On a recent ride I was thinking about my riding experiences of the last 12 years and reminiscing on what I have enjoyed the most about riding my bike and what has been the most beneficial in my development as a cyclist. Don’t look to hard science here or hard-core coaching wisdom just thinking through it in an article.
There are benefits to riding solo and riding with a group but I must admit that at times I just want to ride alone.
Riding solo gives me time to think and work out specific issues in my head while I plod away down the road. This may sound a bit antisocial to some of my readers and friends but I think the ‘me’ riding time is very valuable.
I love riding with friends, teammates and the occasional club ride but I get some of my best training done when I ride alone. I can focus on the intervals, cuss at my self with out offending anyone and best of all I am not a slave to another cyclists training program and vice versa.
A while back I read an article about a cyclist who was complaining about the proliferation of coached cyclists who just didn’t go out and ride their bikes but instead slowed down entire group rides because they wouldn’t just ride. I am paraphrasing and this is an extreme example. I would never intentionally try and slow down a group ride so I could recover between intervals! I must admit however that I have practiced pedaling techniques, attacks and recovery strategies on group rides and the only complaint I heard was either “keep up” or “quit taking us up all the hills”.
Getting out riding with friends and teammates gives me a chance to catch up and see how everyone else is doing. On these rides we swap stories about racing, family, training and work. These rides are very important for building camaraderie between teammates and should be done as often as possible. The only thing that keeps me from riding with teammates and friends is schedule conflicts and distance. Many of my teammates do not live near me so it can be tough.
Riding with “Foreigners” or cyclists I don’t know or know well puts me outside of my comfort zone socially and even physically. Getting out of your comfort zone will lead to greater focus, effort and helps to develop a sense of how others ride, train and compete.

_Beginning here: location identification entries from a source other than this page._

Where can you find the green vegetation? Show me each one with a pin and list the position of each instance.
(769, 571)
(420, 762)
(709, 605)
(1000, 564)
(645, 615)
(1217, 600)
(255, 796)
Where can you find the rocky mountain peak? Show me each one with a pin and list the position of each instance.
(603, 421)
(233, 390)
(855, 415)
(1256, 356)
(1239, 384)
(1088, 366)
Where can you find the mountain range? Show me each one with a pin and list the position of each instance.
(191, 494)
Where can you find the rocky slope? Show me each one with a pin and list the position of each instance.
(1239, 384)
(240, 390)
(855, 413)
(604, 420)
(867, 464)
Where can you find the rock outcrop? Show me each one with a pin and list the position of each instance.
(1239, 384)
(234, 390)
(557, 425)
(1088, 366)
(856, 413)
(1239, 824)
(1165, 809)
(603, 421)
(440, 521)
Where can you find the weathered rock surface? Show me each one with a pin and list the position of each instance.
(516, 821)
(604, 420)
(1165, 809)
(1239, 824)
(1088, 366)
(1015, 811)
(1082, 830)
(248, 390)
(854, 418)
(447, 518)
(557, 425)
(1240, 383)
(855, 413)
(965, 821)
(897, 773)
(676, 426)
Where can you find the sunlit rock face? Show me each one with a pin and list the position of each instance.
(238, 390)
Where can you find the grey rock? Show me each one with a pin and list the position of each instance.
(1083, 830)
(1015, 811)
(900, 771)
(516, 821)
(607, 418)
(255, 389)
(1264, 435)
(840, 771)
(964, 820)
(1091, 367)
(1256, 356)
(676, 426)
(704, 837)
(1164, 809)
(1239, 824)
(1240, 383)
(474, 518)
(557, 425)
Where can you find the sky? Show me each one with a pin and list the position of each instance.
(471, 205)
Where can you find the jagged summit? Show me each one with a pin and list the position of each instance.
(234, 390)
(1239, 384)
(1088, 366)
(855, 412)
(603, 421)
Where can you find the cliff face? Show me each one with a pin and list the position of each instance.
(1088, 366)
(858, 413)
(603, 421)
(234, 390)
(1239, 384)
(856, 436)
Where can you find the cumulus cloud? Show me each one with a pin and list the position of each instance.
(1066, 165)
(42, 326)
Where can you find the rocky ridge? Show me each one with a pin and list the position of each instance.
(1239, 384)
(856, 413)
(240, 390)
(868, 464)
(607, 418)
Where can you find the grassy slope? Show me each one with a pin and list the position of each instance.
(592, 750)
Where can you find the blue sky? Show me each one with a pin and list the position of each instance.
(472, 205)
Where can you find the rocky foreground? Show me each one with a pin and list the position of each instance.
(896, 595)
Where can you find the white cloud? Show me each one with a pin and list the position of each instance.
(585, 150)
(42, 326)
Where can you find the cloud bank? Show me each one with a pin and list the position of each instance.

I must admit that out of all of the solo rides, buddy rides, team rides and races I probably have learned more and worked harder when I am out riding with other cyclists I don’t know. Don’t get me wrong the best way to become a better reader of races is to race more but there is something about putting yourself in a socially uncomfortable position and coming out the other side with new knowledge and maybe some new friends that makes me feel stronger at the end of a ride with strangers.
As I come out of a long off season of training I do look forward to faster rides with friends, teammates and other cyclists but I also look forward to my contemplative rides where my day to day troubles work themselves out over the miles of a solo training ride.

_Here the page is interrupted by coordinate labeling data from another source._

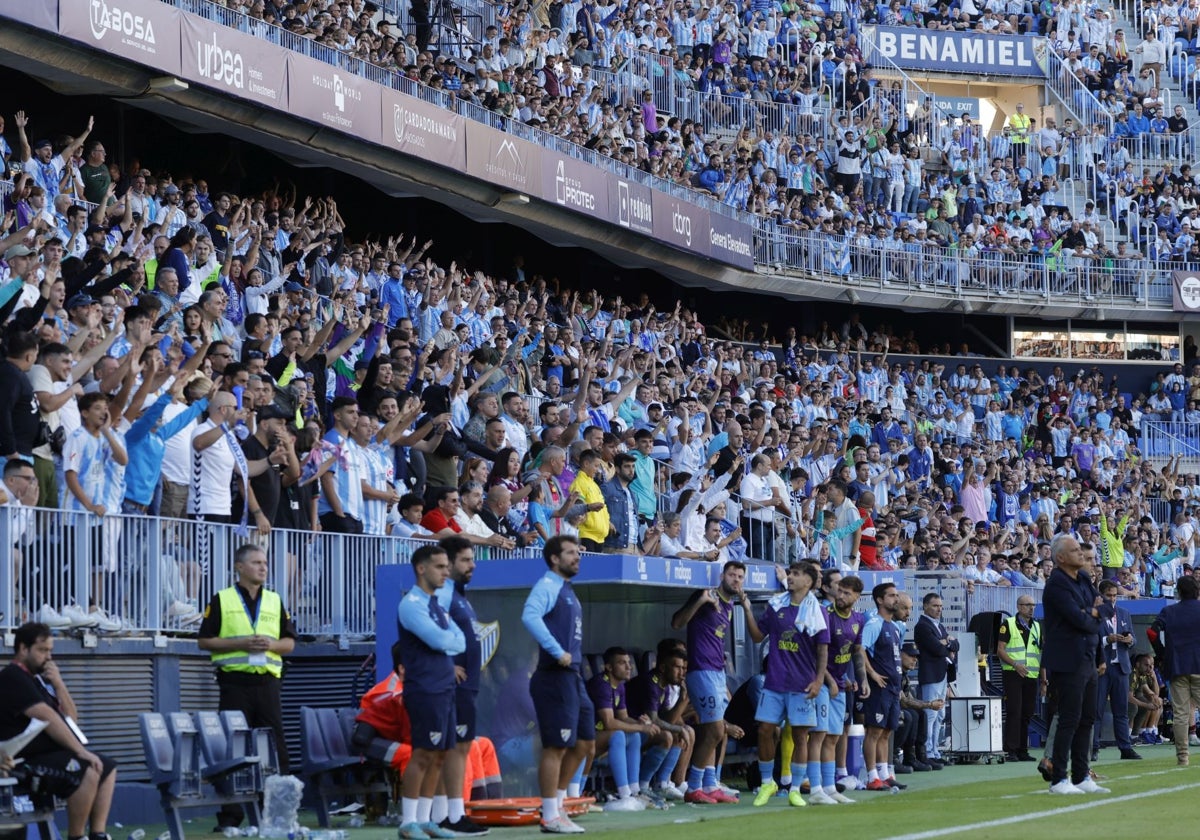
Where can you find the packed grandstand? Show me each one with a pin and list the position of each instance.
(189, 365)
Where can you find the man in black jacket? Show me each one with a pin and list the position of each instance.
(1072, 624)
(18, 408)
(936, 651)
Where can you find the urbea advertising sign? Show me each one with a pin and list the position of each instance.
(145, 31)
(233, 61)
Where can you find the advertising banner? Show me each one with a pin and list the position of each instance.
(633, 204)
(681, 223)
(43, 15)
(731, 241)
(1186, 291)
(333, 97)
(145, 31)
(949, 52)
(503, 160)
(424, 130)
(575, 185)
(239, 64)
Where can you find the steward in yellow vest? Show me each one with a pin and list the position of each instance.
(1019, 649)
(247, 631)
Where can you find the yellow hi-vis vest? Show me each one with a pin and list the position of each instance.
(1030, 655)
(235, 624)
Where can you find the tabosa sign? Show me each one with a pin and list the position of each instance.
(106, 19)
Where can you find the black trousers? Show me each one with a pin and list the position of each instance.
(911, 735)
(1020, 699)
(257, 696)
(1075, 699)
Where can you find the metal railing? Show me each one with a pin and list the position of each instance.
(156, 574)
(985, 273)
(1168, 439)
(1074, 94)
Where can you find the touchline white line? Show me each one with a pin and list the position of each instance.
(1041, 815)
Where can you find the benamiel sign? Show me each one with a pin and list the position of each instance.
(958, 52)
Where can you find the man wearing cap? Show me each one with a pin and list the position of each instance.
(40, 161)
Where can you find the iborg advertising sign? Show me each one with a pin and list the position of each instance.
(730, 241)
(426, 131)
(141, 30)
(575, 185)
(503, 160)
(239, 64)
(681, 223)
(328, 95)
(633, 204)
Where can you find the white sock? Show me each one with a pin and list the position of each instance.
(408, 810)
(439, 811)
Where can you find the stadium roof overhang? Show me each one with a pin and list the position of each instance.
(71, 69)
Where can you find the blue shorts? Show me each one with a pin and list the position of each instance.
(882, 711)
(565, 713)
(431, 717)
(465, 714)
(708, 695)
(831, 712)
(795, 707)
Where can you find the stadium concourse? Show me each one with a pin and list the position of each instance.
(187, 364)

Until next time have a great ride,
I know that there are times when I’ve got things on my mind that I need to come to grips with that I’m better off riding solo. I don’t view it as being anti-social it’s just that I need to focus on clearing my mind and a hard ride is a good means for doing that. About two years ago a buddy and I went out for a ride when I was trying to deal with a serious family illness. I was riding hard and he was not having a good day physically. Add to that we were on a heavy traffic, fast moving city road and my buddy decided to split off (he wasn’t comfortable with the situation). When I realized he had dropped off I waited and texted him to find out what was up. I met him at a park (this whole process took an hour or so) and we decide to bail on the rest of the ride. The whole process of waiting and riding to find him really put me in a foul mood. That was when it hit me that there are times when I should ride solo.